# FreeBSD 10 port archive



## charlesw1024 (Mar 6, 2022)

Where can I find a FreeBSD 10.0 (i386) port archive that I can use with pkt?  I checked http://ftp-archive.freebsd.org/pub/FreeBSD-Archive/ports/i386/ but it lists 1->9.2 and https://pkg.freebsd.org/ provides 11+

I cant seem to find anything that provides ports for 10.

Edit: I understand that 10 is EOL, but this is for a platform that I'm not able to upgrade/update to a new version.


----------



## T-Daemon (Mar 7, 2022)

Release date of 10.0 was January 20, 2014, EOL February 28, 2015, ports quarterly branches 2014Q1 - 2015Q1 will match that period. You can devel/git check out those branches. If you are unfamiliar with GIT see chapter 4.5.1. Installing the Ports Collection, Procedure: Git Method.


----------



## covacat (Mar 7, 2022)

get a dvd iso
the list of packages on the disk is



			https://termbin.com/41gu
		

i googled this iso but there are official ones (they downloaded to slow for me)


			http://mirror-prg.webglobe.com/archive/cloud2private/iso/os/freebsd/FreeBSD-10.0-RELEASE-i386-dvd1.iso


----------



## covacat (Mar 7, 2022)

alternatively you can build from ports if you can find the distfiles
the ports tree you can extract from the image


----------



## SirDice (Mar 7, 2022)

charlesw1024 said:


> Where can I find a FreeBSD 10.0 (i386) port archive that I can use with pkt?

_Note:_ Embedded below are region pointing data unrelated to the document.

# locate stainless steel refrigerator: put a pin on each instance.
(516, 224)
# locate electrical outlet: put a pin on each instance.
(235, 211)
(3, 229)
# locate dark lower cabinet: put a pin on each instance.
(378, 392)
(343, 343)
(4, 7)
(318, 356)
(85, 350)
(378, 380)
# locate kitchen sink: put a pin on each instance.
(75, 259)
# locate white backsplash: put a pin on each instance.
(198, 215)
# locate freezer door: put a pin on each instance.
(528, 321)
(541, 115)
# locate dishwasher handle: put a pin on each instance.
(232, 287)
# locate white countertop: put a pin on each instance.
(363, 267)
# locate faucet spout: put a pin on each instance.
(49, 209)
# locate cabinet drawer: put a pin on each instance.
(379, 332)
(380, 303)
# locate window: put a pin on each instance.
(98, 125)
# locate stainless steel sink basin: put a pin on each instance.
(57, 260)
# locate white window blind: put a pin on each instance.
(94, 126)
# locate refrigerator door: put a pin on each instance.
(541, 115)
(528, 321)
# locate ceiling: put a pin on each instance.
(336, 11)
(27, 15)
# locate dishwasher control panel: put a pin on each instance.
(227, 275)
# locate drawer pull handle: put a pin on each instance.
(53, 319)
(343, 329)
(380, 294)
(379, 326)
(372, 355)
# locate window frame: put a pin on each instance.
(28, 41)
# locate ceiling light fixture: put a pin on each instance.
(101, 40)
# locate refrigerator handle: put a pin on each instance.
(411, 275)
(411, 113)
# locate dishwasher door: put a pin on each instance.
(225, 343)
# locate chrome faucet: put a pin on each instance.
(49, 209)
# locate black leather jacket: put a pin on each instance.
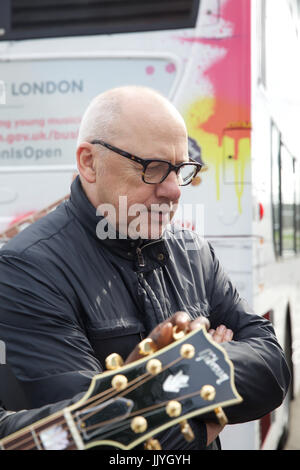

Why are you still using FreeBSD 10.0? 

Topics about unsupported FreeBSD versions


----------



## charlesw1024 (Mar 7, 2022)

SirDice said:


> Why are you still using FreeBSD 10.0?
> 
> Topics about unsupported FreeBSD versions


Not my choice. I'm trying to build some new software for an old platform.


----------



## SirDice (Mar 7, 2022)

I suggest not doing that and recommend replacing that system with a recent, _supported_ FreeBSD version.

This system is an accident waiting to happen, don't get burned by it.


----------



## grahamperrin@ (Mar 7, 2022)

charlesw1024 said:


> Where can I find a FreeBSD 10.0 (i386) port archive that I can use with pkt? … I understand that 10 is EOL, but this is for a platform that I'm not able to upgrade/update to a new version.



Welcome to FreeBSD Forums. 

If you want to use _pkg_ for installations, <https://www.google.com/search?q="FreeBSD:10:i386/latest"+pkg&tbs=li:1#unfucked> finds (amongst other things): 

http://ftp.cn.debian.org/freebsd-pkg/FreeBSD%3A10%3Ai386/latest/​
Taking a hint from the comments within /etc/pkg/FreeBSD.conf:

`mkdir -p /usr/local/etc/pkg/repos`

`ee /usr/local/etc/pkg/repos/FreeBSD.conf`

Content might be:


```
FreeBSD: {
    url: "http://ftp.cn.debian.org/freebsd-pkg/FreeBSD%3A10%3Ai386/latest/"
}
```


Whatever route you take, proceed with caution. Good luck.


----------



## astyle (Mar 7, 2022)

SirDice said:


> I suggest not doing that and recommend replacing that system with a recent, _supported_ FreeBSD version.
> 
> This system is an accident waiting to happen, don't get burned by it.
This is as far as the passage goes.